More interesting research about curiosity: yet another study of college students, these from Caltech, gives a look at what happens in the brain in response to trivia questions. (Thanks to Jonah Lehrer for drawing attention to this study.) In the study, students were scanned using fMRI as they guessed the answer to each of 40 trivia questions, then they ranked their curiosity about the correct answer, and then they were shown the correct answer. In a follow-up, the students were tested on their memory of the new information (the answers to questions they got wrong).
The fMRI showed activity in the left caudate, the prefrontal cortex and the parahippocampal gyri (I have no idea what that last one is or where it lives). But according to the researchers, this means that curiosity is associated with the dopamine reward pathway, the same pathways activated in our search for other rewards—food, sex, etc. The study also established that the individuals’ level of curiosity peaked when they had a small amount of knowledge—in other words, when we know a little about a topic, we tend to be more curious than when we know nothing, or when we know a lot.
Now, this applies to the kind of curiosity that is about information, specifically about new information. It can’t necessarily be applied to “visual stimuli, semantic narratives like page-turner novels, social information like gossip, and ‘morbid curiosity’” as the report says.

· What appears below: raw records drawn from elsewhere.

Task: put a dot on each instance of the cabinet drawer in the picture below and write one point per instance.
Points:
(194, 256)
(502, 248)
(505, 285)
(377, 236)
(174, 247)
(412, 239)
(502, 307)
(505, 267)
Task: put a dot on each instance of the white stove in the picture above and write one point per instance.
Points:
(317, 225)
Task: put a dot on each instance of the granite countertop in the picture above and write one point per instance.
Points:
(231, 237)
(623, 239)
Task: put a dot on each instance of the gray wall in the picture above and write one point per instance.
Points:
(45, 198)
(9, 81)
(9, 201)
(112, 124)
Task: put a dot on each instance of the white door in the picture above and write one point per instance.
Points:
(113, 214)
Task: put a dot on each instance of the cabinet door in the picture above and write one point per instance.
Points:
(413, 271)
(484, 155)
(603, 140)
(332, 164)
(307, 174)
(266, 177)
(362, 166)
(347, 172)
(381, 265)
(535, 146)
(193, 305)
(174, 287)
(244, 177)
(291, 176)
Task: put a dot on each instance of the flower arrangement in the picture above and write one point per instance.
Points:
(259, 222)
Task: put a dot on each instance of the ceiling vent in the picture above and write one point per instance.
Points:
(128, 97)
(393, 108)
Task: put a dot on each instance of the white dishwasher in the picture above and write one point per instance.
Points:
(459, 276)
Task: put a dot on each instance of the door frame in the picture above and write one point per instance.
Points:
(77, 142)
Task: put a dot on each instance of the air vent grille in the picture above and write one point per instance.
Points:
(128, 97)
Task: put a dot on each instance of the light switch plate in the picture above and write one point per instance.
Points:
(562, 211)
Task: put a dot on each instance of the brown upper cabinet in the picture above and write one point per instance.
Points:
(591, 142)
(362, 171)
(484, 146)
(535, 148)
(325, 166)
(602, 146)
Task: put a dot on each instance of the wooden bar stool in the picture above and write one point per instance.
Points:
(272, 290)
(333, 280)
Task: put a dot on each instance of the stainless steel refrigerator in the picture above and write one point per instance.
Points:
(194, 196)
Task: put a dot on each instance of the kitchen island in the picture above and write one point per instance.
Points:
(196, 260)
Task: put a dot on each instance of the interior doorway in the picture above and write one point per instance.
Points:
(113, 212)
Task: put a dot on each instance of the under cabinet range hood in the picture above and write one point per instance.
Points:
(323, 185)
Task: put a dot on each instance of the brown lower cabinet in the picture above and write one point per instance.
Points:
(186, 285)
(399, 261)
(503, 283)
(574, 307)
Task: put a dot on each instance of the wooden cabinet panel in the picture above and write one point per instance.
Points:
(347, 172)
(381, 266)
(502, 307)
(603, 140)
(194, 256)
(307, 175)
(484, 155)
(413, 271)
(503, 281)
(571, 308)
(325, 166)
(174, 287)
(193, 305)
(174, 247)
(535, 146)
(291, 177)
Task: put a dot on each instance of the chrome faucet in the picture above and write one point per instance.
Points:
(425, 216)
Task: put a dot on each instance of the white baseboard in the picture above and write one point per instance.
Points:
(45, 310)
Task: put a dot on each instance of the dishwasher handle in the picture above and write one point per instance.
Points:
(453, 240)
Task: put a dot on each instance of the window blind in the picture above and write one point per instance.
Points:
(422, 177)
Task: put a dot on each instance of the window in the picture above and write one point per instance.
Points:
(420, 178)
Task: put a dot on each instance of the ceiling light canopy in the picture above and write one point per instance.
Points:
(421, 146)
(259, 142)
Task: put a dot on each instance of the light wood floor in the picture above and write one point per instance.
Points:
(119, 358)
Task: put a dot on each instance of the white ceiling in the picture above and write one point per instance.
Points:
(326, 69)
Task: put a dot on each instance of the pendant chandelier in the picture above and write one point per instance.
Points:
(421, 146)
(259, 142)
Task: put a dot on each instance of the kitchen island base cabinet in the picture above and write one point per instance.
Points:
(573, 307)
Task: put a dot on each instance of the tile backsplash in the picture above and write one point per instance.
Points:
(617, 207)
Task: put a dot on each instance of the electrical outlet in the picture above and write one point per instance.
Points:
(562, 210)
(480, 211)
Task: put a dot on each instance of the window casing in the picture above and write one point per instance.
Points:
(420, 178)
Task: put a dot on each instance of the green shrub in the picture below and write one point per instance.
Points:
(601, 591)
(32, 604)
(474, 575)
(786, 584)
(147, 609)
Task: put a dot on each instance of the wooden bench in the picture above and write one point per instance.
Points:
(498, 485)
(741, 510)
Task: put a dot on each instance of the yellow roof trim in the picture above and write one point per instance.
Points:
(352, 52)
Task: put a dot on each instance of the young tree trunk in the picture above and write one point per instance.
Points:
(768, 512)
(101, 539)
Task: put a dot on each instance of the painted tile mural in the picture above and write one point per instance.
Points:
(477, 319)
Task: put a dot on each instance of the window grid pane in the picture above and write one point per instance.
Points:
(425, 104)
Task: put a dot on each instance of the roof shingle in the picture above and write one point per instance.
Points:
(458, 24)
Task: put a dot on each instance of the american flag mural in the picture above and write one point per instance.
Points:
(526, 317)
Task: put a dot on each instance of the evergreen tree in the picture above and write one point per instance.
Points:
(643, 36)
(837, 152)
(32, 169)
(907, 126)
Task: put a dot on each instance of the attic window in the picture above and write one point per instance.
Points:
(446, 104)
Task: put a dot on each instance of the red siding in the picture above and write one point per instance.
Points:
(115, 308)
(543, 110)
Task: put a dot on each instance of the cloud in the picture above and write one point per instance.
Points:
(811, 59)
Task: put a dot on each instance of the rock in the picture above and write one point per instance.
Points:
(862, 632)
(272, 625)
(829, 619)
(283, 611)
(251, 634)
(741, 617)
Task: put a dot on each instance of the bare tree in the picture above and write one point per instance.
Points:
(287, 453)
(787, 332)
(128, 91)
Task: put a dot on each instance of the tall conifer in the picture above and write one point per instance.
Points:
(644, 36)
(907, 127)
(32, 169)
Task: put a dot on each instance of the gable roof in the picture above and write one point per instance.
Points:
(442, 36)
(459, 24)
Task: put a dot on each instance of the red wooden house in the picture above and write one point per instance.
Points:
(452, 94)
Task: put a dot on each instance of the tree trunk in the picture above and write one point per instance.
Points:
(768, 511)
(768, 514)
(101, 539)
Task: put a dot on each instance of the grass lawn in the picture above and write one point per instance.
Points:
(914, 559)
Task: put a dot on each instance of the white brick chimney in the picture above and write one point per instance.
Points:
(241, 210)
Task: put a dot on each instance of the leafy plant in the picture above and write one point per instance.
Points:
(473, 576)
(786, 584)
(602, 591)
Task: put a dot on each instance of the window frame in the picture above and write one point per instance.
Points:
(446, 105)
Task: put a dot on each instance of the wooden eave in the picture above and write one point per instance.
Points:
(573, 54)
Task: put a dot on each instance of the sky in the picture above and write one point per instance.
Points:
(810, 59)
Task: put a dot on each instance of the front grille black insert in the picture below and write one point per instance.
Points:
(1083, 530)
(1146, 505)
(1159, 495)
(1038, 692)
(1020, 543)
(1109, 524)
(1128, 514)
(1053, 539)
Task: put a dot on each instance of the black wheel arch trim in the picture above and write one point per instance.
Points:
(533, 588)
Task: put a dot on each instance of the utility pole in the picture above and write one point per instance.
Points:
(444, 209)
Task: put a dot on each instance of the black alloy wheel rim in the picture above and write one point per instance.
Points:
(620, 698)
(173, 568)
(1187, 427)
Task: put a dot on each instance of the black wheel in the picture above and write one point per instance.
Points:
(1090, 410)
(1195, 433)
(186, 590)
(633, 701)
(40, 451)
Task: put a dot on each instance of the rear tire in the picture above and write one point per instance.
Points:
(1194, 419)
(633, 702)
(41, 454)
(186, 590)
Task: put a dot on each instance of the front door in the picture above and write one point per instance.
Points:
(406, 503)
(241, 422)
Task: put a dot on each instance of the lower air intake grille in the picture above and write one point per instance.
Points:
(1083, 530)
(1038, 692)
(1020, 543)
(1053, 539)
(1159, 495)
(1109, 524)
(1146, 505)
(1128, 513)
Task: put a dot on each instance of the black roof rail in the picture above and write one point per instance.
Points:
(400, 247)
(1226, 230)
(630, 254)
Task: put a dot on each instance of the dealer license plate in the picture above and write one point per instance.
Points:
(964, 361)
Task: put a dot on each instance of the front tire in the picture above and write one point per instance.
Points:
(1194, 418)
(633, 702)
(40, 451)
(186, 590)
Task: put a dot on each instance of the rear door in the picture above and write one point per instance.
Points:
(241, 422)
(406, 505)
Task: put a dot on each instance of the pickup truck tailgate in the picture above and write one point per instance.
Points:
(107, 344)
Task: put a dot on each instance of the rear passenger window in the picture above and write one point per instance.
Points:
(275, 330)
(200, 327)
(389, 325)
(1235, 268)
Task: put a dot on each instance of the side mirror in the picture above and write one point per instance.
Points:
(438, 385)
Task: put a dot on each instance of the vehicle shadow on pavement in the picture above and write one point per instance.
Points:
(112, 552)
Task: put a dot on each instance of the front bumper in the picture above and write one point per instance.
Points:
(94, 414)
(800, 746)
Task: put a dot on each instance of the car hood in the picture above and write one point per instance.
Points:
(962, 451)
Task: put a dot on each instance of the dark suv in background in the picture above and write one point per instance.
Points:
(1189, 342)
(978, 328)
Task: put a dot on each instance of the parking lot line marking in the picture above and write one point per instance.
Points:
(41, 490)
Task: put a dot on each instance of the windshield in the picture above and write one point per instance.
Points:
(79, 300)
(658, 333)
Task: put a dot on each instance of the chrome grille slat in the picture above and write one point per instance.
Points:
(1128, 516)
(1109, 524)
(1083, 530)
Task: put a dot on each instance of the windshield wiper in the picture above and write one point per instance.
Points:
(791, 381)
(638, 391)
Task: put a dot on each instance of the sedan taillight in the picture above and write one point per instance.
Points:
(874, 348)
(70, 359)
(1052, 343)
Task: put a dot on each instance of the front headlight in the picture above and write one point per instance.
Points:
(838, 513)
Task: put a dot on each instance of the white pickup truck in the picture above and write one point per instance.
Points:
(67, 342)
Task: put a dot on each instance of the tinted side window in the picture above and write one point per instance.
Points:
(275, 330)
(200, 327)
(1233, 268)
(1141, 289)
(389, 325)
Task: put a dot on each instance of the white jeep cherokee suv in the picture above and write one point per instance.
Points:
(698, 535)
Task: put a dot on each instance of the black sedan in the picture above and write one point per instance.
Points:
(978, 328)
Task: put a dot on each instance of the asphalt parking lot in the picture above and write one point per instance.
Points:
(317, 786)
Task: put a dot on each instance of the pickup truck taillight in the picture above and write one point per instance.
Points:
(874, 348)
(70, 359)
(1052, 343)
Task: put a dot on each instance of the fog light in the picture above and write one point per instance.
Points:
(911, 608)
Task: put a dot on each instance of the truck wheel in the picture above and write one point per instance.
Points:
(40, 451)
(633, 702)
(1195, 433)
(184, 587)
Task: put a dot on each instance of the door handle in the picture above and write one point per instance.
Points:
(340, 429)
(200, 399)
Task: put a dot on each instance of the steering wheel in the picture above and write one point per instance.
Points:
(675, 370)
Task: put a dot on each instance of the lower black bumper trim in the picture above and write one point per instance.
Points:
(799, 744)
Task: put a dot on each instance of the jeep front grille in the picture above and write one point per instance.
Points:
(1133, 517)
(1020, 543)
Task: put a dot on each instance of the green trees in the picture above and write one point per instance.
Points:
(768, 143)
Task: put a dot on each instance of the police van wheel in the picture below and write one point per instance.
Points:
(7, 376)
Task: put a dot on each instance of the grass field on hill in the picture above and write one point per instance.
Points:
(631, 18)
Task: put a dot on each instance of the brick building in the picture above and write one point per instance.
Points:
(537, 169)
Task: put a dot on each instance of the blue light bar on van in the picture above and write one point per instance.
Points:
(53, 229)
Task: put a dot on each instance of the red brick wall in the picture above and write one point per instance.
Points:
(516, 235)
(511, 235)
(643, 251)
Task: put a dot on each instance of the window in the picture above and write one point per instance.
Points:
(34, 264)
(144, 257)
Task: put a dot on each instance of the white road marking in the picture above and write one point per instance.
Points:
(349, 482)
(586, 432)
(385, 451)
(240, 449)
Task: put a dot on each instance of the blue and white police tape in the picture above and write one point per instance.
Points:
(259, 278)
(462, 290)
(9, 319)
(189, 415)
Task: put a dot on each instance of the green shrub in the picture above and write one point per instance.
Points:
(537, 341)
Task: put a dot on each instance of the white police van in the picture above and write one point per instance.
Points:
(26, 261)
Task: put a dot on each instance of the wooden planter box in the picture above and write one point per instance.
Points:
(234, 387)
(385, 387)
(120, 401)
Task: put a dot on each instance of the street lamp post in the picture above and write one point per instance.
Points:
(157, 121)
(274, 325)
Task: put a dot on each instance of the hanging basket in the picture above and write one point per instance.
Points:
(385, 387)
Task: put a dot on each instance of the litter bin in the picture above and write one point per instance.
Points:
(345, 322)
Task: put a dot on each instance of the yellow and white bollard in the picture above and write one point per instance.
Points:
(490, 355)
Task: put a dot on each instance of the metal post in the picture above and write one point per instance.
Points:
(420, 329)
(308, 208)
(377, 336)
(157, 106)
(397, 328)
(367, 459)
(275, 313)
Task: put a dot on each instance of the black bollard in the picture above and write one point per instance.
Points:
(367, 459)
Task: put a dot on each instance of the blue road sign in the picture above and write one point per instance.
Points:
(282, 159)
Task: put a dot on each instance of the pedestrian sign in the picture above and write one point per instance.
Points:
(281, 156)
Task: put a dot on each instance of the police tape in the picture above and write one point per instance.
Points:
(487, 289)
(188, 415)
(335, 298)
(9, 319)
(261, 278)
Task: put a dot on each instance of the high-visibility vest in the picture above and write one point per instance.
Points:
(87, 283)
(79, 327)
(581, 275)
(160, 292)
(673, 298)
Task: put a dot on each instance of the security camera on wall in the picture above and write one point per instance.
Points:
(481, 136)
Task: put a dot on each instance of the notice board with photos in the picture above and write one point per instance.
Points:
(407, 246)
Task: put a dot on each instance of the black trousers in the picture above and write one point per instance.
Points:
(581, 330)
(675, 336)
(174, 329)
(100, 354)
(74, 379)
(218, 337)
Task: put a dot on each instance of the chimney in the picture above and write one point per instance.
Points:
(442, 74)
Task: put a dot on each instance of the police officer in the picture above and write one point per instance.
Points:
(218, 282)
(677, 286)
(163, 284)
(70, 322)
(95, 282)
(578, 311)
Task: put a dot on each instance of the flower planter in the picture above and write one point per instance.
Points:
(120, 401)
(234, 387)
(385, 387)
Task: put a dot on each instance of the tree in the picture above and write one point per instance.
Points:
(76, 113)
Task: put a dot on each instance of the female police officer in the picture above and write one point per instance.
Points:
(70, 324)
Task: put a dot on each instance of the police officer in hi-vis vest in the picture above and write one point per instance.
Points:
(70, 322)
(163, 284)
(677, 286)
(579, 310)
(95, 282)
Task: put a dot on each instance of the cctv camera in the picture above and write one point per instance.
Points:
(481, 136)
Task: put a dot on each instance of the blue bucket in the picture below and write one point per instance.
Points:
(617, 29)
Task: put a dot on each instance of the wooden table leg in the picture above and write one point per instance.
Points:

It’s interesting that most of us are most curious when we know a little about a subject. It suggests a great way to elicit interest in a subject—so important if you are teaching. Proffer a factoid, and reel them in to a more detailed discussion. But the result that I think has the most powerful insight into learning is this: “When the answer was revealed, activations were much stronger in response to incorrect than correct answers, in areas linked to learning and memory.”
In other words, guessing at an answer and getting it wrong before finding out the right answer leads to a stronger memory of the right answer—in other words, to learning. This is a good argument for thinking through a problem before turning to Google—we’ll remember the answer better if we work our way to a wrong answer before finding the right one.
Hey, we should be rewarding our kids—and ourselves—for finding the wrong answers first, not the right ones!
I occasionally see people for test anxiety and concentration issues, or study skills. For many, these issues are associated with a perfectionist need to avoid mistakes. After reading this research paper, I’m going to include suggestions for these clients to value the process of making mistakes in their studies, and to have confidence in their mistakes as building blocks to learning. If you’re not making mistakes, chances are you’re not learning!